Потом она заснула. Иван Дмитриевич умиленно смотрел на ее детский рот и вянущие подглазья и вспоминал рассказ Каменского «У омута», его финальные сцены. Крестьянин, удивший рыбу в барском пруду, уже пойман с поличным, уже повесился и похоронен за кладбищенской оградой, на придорожном жальнике, но в полночь, когда засыпают его дети, приходит к своей вдове. Она ласкает встающего из могилы мужа, а сама с каждым днем худеет, чахнет. Ей уже не под силу поднять ведро воды. Наконец соседская бабка ее научила: «Ты, милая, в полночь сядь на порог, распусти волосы, чеши их частым гребнем и лузгай семечки. Он как придет, сразу спросит: что это ты, жена, ешь? Что у тебя на зубах щелкает? Ему в темноте не видать, а ты не сказывай, что семя. Отвечай: воши, мол, в голове завелись, я их вычесываю, на зуб кладу и ем. Ты ему тогда опротивеешь, он и перестанет к тебе ходить…» Узнав, что другого способа нет, вдова возвращается домой, готовит ужин, кормит и укладывает детей. Сентябрь, ночи еще теплые. В господском доме над прудом растворены окна, бой часов далеко разносится по спящей деревне. С двенадцатым ударом вдова садится на порог, распускает волосы по плечам, расчесывает их, как Лорелея над Рейном, и плачет, плачет от горя, что навеки расстается с любимым мужем, и от стыда, что именно так вынуждена с ним расстаться. Но что делать? Иначе она сама скоро помрет, а ей надо жить, растить ребятишек.
Иван Дмитриевич слушал сонное дыхание жены и думал, что не только, может быть, из упрямства или из нежелания говорить о его смерти отказалась она обещать то, о чем он ее просил. Очевидно, женское чутье подсказало ей, что лучше бы этого избегнуть.
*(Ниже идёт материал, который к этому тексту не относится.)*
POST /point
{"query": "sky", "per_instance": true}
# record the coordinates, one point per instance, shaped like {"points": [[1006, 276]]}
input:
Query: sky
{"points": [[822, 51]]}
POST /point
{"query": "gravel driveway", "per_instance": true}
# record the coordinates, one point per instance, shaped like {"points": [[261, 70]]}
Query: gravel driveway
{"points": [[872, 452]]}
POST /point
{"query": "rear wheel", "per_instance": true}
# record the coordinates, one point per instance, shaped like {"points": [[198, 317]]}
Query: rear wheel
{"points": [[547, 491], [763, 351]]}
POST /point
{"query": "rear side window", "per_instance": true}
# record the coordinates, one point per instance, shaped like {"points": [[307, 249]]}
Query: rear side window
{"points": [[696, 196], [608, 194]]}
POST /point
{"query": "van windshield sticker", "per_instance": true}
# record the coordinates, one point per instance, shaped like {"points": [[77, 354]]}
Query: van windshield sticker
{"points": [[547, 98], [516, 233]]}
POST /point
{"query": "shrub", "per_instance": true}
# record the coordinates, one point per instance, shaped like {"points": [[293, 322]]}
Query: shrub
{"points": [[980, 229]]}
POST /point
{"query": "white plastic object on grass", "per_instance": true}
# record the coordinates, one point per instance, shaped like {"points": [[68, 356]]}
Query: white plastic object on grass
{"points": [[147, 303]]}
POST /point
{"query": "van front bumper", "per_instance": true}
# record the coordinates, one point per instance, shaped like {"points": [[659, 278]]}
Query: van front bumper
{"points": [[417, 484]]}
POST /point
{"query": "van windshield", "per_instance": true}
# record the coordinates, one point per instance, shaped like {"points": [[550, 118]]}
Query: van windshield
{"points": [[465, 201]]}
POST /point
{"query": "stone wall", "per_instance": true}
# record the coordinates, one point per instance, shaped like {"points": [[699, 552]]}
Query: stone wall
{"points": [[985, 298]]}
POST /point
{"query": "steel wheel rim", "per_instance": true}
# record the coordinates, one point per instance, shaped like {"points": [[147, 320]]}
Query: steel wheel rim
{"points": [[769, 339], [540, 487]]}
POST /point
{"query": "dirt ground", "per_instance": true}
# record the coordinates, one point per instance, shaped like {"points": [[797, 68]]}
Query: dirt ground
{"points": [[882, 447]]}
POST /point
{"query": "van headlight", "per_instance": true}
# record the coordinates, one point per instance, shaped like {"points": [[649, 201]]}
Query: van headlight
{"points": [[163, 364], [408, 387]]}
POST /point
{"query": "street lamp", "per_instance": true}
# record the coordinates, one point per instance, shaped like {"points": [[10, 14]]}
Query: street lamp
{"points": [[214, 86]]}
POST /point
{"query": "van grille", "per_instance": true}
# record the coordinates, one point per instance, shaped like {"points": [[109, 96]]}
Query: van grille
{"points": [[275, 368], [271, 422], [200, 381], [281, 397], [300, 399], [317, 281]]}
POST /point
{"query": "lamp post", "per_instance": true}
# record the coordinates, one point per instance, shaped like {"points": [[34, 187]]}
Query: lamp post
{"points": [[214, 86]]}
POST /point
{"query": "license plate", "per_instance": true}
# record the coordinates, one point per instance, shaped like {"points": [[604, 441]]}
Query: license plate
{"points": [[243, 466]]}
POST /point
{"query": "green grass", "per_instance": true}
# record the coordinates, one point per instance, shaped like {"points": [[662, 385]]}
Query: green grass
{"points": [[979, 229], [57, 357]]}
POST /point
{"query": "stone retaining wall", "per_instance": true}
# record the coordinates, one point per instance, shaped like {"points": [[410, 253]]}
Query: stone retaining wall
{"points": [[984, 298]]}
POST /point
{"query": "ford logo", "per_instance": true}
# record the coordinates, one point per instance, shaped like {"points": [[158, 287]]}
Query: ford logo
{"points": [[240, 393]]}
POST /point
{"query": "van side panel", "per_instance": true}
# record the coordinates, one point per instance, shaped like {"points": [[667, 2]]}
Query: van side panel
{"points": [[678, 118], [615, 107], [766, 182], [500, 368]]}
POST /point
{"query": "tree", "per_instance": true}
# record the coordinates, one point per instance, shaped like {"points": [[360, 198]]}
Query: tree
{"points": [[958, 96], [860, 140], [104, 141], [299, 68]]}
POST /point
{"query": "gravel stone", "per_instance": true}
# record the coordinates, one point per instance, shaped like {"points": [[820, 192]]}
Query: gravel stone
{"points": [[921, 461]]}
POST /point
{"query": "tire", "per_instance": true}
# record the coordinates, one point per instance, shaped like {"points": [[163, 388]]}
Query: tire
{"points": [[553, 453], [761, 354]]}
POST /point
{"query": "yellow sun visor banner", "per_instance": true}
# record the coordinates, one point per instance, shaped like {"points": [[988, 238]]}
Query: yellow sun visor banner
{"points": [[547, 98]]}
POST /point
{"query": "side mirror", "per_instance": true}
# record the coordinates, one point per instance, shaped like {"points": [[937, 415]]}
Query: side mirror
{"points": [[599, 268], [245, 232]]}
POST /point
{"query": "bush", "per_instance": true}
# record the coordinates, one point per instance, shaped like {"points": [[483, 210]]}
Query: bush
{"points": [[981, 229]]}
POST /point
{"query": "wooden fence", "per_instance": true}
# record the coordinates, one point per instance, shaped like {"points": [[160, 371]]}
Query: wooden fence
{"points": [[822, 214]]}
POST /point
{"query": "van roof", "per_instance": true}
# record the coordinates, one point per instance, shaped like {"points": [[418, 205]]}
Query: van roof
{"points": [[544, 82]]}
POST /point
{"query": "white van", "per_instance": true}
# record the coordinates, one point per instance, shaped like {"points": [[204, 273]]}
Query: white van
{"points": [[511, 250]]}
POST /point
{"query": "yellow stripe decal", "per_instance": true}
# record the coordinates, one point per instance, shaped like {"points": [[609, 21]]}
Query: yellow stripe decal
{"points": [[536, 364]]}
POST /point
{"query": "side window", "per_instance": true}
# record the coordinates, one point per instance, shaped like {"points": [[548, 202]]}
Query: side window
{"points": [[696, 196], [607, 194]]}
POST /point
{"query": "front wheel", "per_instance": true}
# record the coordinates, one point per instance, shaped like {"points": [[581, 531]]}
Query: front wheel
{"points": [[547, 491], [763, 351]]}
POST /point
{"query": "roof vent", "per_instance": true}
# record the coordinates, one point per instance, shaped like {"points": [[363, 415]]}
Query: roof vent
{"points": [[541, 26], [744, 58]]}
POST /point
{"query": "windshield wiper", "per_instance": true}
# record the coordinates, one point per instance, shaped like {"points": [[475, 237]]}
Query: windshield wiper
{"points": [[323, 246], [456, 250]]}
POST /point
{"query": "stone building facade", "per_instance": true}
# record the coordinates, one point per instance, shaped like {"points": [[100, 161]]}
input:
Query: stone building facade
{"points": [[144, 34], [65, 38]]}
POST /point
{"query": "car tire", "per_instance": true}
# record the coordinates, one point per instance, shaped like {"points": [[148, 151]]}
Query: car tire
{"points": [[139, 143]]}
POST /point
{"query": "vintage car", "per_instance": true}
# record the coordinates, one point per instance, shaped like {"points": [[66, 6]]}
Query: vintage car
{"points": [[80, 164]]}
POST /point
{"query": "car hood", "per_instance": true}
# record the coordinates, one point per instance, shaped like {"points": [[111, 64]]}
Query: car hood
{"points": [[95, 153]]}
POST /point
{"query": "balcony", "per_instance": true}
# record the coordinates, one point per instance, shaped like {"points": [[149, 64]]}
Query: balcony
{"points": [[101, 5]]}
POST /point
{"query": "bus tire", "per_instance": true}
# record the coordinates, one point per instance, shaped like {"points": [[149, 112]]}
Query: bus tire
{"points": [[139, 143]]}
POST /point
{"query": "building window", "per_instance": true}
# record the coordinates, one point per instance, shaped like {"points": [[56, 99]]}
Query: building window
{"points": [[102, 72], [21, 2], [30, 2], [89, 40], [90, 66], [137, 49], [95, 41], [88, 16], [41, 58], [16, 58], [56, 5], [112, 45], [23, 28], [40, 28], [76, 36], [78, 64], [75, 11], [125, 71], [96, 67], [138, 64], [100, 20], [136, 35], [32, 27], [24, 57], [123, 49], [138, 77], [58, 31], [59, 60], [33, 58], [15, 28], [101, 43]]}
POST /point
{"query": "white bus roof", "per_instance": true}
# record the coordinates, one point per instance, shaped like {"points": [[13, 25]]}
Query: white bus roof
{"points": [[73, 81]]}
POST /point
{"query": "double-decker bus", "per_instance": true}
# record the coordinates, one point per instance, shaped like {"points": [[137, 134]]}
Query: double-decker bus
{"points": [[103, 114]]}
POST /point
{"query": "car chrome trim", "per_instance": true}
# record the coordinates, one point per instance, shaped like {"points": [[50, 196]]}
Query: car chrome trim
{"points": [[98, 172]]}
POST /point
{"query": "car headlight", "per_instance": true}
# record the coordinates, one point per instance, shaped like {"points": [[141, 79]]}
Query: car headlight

«Что ешь, сердце мое?» – шептал он в неаполитанской ночи, дышащей лимоном и лавром. И сам же отвечал: «Вошей, милый!» – «Почему ты шла за моим гробом растрепанная, в этой чудовищной шляпке?» – «Потому что я еще нужна Ванечке…»
Послышался робкий до невнятицы крик деревенского петуха. Он, похоже, сам сомневался, что кричит вовремя, что ночная нечисть поверит ему на слово и сгинет, когда все вокруг еще объято тьмой.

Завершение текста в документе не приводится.